Ongoing support across ATI trial phases	Foster peer support throughout	Organize in-person or virtual peer groups frequently; emphasize confidentiality and shared learning.
	Enhance health literacy resources	Distribute translated ATI guides (in local language—eg, isiZulu) and short videos covering trial procedures, viral rebound, self-care tips, and emergency contacts, ensuring that all materials avoid stigmatizing language (eg, references to HIV).
	Maintain longitudinal engagement post-trial	Conduct follow-up calls or texts for at least 3 months and/or 1-year post-trial to monitor well-being and reinforce linkages to HIV treatment and care.

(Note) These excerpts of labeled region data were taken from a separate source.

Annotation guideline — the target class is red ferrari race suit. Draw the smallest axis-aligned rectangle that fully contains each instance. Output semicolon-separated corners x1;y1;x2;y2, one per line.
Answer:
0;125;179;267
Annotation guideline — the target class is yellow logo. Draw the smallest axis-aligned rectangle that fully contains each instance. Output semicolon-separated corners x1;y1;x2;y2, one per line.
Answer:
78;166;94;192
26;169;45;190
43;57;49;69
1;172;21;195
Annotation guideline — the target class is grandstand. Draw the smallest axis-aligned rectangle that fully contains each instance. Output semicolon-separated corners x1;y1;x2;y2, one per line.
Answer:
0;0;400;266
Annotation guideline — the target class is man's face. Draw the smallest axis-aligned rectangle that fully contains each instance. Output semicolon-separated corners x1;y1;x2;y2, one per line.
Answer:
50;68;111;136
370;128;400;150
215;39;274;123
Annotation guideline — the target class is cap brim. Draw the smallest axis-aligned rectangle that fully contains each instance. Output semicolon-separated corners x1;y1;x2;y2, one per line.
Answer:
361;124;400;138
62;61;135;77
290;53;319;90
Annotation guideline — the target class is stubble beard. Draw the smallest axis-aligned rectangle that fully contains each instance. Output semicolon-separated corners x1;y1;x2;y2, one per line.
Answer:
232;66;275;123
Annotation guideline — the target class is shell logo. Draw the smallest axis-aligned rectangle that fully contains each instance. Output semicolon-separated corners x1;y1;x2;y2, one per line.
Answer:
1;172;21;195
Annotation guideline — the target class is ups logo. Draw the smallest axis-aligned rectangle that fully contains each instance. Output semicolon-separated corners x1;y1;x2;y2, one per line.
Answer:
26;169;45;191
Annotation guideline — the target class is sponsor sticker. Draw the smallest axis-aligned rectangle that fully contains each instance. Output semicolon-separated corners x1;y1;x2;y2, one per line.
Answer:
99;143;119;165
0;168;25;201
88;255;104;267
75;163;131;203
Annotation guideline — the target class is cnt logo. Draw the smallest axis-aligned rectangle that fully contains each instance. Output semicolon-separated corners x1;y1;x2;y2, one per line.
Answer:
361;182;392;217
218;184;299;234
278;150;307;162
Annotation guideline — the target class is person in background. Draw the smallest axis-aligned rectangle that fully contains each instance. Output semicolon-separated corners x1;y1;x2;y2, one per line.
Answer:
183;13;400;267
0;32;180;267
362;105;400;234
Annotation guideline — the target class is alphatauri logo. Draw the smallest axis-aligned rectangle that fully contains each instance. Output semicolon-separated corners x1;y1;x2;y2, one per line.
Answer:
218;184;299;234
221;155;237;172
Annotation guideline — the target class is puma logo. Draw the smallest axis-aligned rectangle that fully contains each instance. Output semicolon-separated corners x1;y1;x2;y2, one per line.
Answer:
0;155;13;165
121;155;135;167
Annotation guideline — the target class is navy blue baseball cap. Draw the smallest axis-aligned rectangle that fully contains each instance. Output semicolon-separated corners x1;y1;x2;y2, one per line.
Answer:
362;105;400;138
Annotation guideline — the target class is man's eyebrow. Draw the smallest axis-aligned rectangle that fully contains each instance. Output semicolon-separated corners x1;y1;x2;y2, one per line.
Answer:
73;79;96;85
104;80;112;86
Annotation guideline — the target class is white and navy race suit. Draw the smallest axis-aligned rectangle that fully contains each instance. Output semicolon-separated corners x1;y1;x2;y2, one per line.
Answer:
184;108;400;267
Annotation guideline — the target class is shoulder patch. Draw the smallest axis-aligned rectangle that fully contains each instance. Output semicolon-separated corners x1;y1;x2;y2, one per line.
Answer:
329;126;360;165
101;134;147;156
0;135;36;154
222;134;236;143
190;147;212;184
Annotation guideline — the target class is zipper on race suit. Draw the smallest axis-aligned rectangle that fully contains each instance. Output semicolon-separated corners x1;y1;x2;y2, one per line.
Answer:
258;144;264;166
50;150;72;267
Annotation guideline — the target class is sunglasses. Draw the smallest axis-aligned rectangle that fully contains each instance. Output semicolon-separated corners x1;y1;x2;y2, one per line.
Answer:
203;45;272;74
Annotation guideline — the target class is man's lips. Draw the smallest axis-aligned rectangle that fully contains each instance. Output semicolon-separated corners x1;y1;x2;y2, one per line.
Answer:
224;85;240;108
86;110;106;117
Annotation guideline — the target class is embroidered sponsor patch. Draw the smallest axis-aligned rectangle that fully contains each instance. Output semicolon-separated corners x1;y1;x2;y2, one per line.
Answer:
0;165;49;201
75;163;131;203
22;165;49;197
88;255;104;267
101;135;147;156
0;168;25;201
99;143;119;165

Abbreviations: ATI, analytical treatment interruption; ART, antiretroviral therapy.

Limitations

We interpret these findings considering several limitations. First, this was a single-site study with a modest sample of young women in one setting. As with most qualitative research, our aim was depth and contextual understanding rather than statistical generalization. Readers should consider how the FRESH cohort context, local social norms, and clinical trial procedures may shape the transferability of findings to other settings and populations. Second, participants had long-term involvement in the FRESH program, which may have influenced their willingness to participate and what they were comfortable sharing. We sought to mitigate this by using trained socio-behavioral research staff, conducting interviews in private spaces, and emphasizing confidentiality and voluntary participation. Third, we relied on self-reported accounts, which may be affected by recall and social desirability, particularly for sensitive topics such as disclosure and partner protections. Fourth, the focus on women limits insights into the experiences of men and nonbinary individuals. Fifth, we did not include a comparison group of women who did not undergo ATI, so we cannot disentangle which experiences were specific to ATI versus broader trial participation. Finally, while interview guides supported consistency across timepoints, they may have constrained unanticipated lines of inquiry, although interviewers used open-ended probes and the team reviewed emerging insights throughout analysis. Future multi-site, mixed-methods studies with more diverse cohorts and open-ended inquiry are needed to validate and build upon these findings.

Conclusions

Our findings underscore that ATI trials that enroll young WLHIV in HIV high-burden resource-limited settings are strengthened by integrated, participant-centered models of care that foreground psychosocial support, partner engagement, and operational flexibility. Inclusion of routine mental health monitoring, tailored risk-reduction counselling, and logistical accommodations within ATI-inclusive trial protocols can contribute to successful HIV cure trial implementation. As the field advances toward scalable cure strategies, these data advocate for human-centered trial frameworks that reconcile scientific objectives with the lived realities of those most affected by HIV and in need of effective HIV cure or durable ART-free control options.